La viralidad ha venido a exacerbar la paranoia de una sociedad que ha descubierto una especie de pecado original y se ha autoimpuesto la misión de redimirlo. La cultura de la cancelación y la ideología despertaron —una militancia hiperpolitizada que busca permanecer “despierta” ante todo indicio de desigualdad cotidiana— son quizás los síntomas más visibles de esa obsesión que lleva todo ejercicio razonable de revisión a la trinchera de una guerra cultural. Los linchamientos y esos otros actos digitales del mundo offline que derriban estatuas, sancionan maestros , corrigen películas, marcas comerciales y programas académicos, aunque de una potencia simbólica tremenda, no parecen tocar el fondo de las prácticas que hoy causan racismo, clasismo y xenofobia. Al calor de la indignación de momento, las demandas parecen más una actuación de reivindicación: el gesto incompleto y curioso de una sociedad privilegiada que está aprendiendo una nueva gramática para su moral.
El problema puede estar precisamente ahí: en los límites borrosos que separan la vanidad vigilante de las motivaciones legítimas a cuestionar el orden establecido. No puede pasarse por alto, como bien advirtió el filósofo francés Gilles Lipovetsky , que el capitalismo de la seducción convierte todo en mercancía: incluso las opiniones y los sentimientos, incluso la aspiración a ser buenos. Si por un lado este deseo afirmativo de hacer el bien puede convertirse en una carrera por la superioridad moral, por el otro puede no pasar del ejercicio de la caridad hiperconectada.
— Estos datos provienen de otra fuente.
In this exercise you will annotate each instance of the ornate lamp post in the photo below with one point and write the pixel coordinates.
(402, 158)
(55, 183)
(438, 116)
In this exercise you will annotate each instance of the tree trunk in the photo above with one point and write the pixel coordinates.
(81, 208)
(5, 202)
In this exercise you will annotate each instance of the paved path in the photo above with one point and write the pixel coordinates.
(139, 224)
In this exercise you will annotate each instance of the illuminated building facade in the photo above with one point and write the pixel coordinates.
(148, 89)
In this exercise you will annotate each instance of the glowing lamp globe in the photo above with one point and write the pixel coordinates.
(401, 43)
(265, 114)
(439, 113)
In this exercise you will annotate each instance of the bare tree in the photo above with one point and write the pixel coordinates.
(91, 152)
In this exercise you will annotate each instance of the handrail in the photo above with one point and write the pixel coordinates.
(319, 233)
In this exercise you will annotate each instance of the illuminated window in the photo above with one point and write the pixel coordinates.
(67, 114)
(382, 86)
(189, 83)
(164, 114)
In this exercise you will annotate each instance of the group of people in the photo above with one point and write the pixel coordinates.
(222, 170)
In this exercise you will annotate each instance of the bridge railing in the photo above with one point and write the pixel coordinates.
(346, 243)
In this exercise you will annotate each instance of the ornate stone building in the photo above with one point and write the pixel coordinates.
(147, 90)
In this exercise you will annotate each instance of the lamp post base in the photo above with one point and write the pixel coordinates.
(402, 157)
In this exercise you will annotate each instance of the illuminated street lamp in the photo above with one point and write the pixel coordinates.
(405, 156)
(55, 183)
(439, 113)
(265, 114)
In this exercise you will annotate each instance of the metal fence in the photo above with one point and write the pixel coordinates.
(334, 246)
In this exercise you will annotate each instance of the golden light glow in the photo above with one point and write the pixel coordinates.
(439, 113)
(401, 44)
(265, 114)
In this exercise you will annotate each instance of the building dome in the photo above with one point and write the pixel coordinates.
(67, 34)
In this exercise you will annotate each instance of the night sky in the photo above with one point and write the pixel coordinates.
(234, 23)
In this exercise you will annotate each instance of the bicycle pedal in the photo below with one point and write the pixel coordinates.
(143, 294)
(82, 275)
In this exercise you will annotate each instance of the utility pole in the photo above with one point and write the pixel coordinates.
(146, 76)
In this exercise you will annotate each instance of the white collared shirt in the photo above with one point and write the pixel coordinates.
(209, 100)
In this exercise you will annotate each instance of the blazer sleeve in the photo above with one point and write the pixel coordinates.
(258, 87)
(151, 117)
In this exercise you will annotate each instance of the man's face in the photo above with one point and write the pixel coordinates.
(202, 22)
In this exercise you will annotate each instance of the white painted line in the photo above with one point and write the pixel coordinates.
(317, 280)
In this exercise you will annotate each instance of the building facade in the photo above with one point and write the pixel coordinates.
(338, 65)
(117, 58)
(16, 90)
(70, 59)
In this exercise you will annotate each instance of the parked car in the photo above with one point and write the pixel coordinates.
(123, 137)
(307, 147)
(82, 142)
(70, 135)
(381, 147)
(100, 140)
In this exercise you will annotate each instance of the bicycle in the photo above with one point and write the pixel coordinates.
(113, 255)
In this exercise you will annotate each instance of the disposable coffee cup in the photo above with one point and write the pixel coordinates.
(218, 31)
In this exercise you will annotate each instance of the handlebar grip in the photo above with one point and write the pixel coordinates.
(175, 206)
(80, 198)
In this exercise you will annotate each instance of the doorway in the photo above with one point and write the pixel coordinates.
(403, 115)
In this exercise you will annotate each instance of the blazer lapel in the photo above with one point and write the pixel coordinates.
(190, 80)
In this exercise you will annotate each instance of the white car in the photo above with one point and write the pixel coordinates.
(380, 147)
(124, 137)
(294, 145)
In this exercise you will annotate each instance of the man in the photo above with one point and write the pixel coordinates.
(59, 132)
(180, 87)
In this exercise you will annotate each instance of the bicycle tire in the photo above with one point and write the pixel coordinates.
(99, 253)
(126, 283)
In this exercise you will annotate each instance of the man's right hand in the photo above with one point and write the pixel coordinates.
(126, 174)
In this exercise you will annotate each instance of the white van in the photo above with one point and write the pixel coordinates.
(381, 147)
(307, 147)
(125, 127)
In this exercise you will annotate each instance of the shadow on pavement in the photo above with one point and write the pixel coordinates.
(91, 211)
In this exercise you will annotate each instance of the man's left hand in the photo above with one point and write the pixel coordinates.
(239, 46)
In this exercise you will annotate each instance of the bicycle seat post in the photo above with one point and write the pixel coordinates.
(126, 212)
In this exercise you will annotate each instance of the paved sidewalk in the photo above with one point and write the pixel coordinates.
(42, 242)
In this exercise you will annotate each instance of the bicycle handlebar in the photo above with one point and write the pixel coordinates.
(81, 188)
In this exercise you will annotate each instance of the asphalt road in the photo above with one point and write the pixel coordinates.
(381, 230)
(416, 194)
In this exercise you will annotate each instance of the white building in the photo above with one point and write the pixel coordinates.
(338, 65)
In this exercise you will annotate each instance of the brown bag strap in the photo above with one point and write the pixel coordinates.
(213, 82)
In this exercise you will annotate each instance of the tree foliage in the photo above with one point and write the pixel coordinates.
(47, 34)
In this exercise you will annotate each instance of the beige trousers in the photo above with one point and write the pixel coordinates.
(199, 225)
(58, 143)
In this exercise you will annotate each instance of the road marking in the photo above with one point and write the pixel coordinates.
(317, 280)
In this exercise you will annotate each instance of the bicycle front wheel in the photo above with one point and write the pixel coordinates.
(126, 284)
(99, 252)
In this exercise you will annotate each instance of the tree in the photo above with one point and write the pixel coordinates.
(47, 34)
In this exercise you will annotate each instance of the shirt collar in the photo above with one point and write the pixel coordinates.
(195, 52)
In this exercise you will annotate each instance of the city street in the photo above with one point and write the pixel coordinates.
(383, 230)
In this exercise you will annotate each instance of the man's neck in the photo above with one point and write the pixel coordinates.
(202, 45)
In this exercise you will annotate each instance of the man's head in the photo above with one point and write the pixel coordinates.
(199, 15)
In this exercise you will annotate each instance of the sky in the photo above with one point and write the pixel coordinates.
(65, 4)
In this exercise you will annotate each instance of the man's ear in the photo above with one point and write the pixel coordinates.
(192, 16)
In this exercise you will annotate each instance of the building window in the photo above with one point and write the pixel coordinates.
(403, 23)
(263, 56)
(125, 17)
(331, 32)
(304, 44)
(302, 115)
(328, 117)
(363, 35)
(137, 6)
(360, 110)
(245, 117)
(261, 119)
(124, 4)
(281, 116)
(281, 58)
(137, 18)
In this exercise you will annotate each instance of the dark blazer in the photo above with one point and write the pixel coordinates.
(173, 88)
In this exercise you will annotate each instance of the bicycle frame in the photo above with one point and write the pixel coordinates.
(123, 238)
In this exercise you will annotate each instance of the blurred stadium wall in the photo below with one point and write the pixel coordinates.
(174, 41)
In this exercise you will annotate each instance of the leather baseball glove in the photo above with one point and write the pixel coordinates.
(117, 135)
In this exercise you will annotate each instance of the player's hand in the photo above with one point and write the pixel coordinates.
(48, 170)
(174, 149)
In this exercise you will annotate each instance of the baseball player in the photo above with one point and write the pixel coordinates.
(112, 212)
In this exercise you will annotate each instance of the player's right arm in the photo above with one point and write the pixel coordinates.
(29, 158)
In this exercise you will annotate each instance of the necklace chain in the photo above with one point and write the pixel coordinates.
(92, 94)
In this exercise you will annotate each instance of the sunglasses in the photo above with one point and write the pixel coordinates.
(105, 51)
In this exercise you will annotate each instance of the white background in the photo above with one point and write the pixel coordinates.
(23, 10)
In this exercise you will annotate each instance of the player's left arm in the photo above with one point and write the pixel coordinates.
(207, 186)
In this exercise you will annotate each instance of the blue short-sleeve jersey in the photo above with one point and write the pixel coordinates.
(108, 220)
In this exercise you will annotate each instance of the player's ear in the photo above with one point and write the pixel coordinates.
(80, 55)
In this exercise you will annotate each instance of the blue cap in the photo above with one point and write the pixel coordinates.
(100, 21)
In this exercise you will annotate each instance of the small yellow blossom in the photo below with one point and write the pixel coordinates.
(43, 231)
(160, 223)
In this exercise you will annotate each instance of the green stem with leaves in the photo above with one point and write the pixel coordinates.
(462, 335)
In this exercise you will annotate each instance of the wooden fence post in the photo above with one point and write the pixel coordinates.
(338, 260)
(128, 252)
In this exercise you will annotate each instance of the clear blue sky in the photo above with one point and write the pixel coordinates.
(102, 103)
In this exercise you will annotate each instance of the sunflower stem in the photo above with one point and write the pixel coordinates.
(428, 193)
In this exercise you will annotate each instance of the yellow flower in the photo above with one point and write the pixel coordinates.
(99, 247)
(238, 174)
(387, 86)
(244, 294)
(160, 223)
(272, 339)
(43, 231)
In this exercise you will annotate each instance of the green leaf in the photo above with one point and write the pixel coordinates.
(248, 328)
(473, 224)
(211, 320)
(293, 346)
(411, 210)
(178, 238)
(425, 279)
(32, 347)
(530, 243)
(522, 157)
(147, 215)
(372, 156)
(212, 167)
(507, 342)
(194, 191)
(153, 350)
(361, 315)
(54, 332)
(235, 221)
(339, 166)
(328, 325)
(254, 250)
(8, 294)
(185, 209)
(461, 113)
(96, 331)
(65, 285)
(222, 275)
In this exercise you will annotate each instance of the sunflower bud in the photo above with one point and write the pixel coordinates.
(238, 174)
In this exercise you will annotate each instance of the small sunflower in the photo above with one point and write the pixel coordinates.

El intento de pagar una deuda moral heredada o creada artificialmente en la era del mea culpa social.
Esta sociedad narcisista, en el mismo cóctel doctrinal que toma de antídoto para la angustia, puede condenar el machismo en la industria cinematográfica y hacerse de la vista gorda ante la explotación sexual y laboral de mujeres migrantes, o marchar por el orgullo gay en las grandes. ciudades y aplaudir la deportación masiva de indocumentados en las fronteras, por decir lo menos. La lógica de la superación capitalista enseña al ciudadano corriente a ser el mejor a toda costa, no importa si por medio del ascenso económico o eligiendo a placer en el catálogo de las causas universales. La preocupación, al final, no parece tanto por el bienestar común como por establecer, desde la fantasía de autorrealización, una idea común de lo bueno.
Todo esto esconde un aparato ideológico dominante y egocéntrico que, más que avanzar hacia la erradicación de desigualdades, parece complacer la sensibilidad de ciertas élites consternadas por la humanidad. Lo que escapa a la vista desde esa altura es que el perfeccionismo moral, a costa de la severidad y la amargura, termina por deshumanizar al otro. La militancia obsesiva que busca tachar, corregir y reescribirlo todo no puede sino devolver el peligro con otra cara: la instalación de un dogma cool, en apariencia colorida y amigable, que esconde la ferocidad de un fundamentalismo. Una especie de religión sin esperanza donde el rito esencial es el castigo.
Sí, necesitamos industrias más sanas, calles más seguras, gobiernos más transparentes; líderes capaces de rendir cuentas, minorías que empujan debates, derechos civiles que sigan ensanchándose. Necesitamos que muchas voces continúen rompiendo lo que parecía inmóvil. Pero el optimismo no es suficiente para acercarse al problema: está surgiendo una nueva moral transnacional, viral, politizada y contagiosa, que puede quedarse en aspiración progre sin cambiar nada de fondo. Mientras el capital, el mercado y las jerarquías de representación siguen dictando las pautas, todo apuntará a una sociedad más puritana, pero mucho menos incluyente.